The torch begins things and the torch can end things. I like that about it. I like that it channels something as elegant or brutal as fire and relies on my skill to decide which it will be. On a good day I can solder the wings onto a fly (I tell my students) but on a less good day I ignite the stray things on my bench and singe the cat. On a bad day I have the RMT (Reverse Midas Touch) and the torch in my hand can reduce a week of work to a puddle. But, ironically, on an average day in my studio the puddle is where things begin.  In a clay crucible I melt scrap and false starts and pour that hot little puddle into fresh ingots, which I roll into sheet, draw down into thin wire or forge. I like that too, the recycling. It takes some of the fear and caution away, since I can always start again.

There’s a zone between the molten puddle and solid metal. Cranking up the oxygen or propane, tweaking the flame or pulling the fire away gives me control enough that I can play for a while in that semi-melt zone. Metals act like clay there. At around 1600° F a sheet of silver begins to sag and then crumbles or breaks; a bit more heat and edges become round and broken bits begin to fuse together.

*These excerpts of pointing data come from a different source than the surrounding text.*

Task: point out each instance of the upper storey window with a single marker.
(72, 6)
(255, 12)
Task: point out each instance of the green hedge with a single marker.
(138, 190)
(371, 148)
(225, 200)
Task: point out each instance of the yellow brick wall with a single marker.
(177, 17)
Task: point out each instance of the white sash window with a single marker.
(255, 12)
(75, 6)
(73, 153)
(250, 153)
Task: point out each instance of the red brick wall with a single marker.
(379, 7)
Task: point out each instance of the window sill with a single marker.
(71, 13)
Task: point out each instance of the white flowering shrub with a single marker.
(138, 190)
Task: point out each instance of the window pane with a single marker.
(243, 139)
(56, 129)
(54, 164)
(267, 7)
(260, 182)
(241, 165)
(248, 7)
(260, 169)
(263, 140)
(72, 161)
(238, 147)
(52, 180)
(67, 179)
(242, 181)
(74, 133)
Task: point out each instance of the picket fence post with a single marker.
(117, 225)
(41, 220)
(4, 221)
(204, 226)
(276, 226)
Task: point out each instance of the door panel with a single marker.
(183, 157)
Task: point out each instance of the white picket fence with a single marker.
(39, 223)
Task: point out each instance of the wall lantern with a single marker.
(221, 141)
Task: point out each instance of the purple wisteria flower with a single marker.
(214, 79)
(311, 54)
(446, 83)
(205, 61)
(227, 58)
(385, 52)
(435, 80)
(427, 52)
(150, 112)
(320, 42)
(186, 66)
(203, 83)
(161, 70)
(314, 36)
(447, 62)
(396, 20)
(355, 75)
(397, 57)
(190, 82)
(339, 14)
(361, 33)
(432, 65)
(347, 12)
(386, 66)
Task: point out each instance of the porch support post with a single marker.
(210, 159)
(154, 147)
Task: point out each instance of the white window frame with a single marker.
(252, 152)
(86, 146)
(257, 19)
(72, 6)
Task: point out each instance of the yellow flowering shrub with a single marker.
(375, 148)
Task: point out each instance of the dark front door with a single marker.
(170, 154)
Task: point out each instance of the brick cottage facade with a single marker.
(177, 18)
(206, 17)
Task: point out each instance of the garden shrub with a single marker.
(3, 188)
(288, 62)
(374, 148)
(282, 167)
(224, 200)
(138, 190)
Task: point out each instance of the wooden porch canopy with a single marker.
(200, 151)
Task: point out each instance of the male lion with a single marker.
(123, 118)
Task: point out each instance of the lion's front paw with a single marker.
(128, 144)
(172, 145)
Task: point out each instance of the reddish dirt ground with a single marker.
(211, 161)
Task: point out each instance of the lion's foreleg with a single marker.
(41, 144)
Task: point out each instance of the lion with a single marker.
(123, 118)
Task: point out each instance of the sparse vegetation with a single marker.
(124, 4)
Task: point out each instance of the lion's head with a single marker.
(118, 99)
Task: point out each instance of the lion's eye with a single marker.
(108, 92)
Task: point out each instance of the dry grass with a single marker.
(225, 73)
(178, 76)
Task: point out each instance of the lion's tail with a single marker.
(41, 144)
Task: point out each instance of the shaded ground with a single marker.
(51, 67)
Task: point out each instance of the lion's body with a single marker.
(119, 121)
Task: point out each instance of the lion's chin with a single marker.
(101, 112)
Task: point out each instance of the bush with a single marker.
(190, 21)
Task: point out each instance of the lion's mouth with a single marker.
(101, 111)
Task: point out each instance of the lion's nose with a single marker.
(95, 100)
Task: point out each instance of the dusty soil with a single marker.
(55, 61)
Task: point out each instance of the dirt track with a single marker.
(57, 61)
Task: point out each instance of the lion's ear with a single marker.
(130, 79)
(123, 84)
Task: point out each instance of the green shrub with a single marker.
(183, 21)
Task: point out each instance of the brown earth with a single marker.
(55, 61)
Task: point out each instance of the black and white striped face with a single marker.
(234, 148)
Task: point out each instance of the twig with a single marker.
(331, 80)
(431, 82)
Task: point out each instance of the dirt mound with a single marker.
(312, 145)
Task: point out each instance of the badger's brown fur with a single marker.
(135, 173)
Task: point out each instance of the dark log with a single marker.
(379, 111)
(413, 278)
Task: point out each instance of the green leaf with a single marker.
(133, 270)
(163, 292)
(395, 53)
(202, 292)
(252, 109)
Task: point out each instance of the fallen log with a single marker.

More still and you can burn a hole right through the middle of a solid sheet. Hmmmm. Too much heat and you start again. I try to stick to the first three and avoid the last.

I’ve used this particular torch for thirty years – I know, I know, I must have been a baby when I found it back in New York. I write ‘found’ because I’m not sure how I came by it.  Probably it was used, which I also like. It has traveled with me across the country and from studio to studio. The torch is an old-school Hoke, the kind that the old timers used and my teacher had at his bench. Like ducklings following a bowling ball, I’m sure that I imprinted on his. Different tips screw on to produce larger or smaller flames as the job requires. They are tiny and made of brass, although mine are charred and scaled. The character of the flame is adjusted by balancing the mix of propane and oxygen. It’s a bit like fiddling with the hot and cold valves in the shower. A big bushy flame is gentle and heats big things evenly; a hissy, pointy little flame is hot enough to spot heat and weld.

Ninja soldering: get in, do the job and get out. Linger too long and you do serious damage. The torch giveth and the torch taketh away.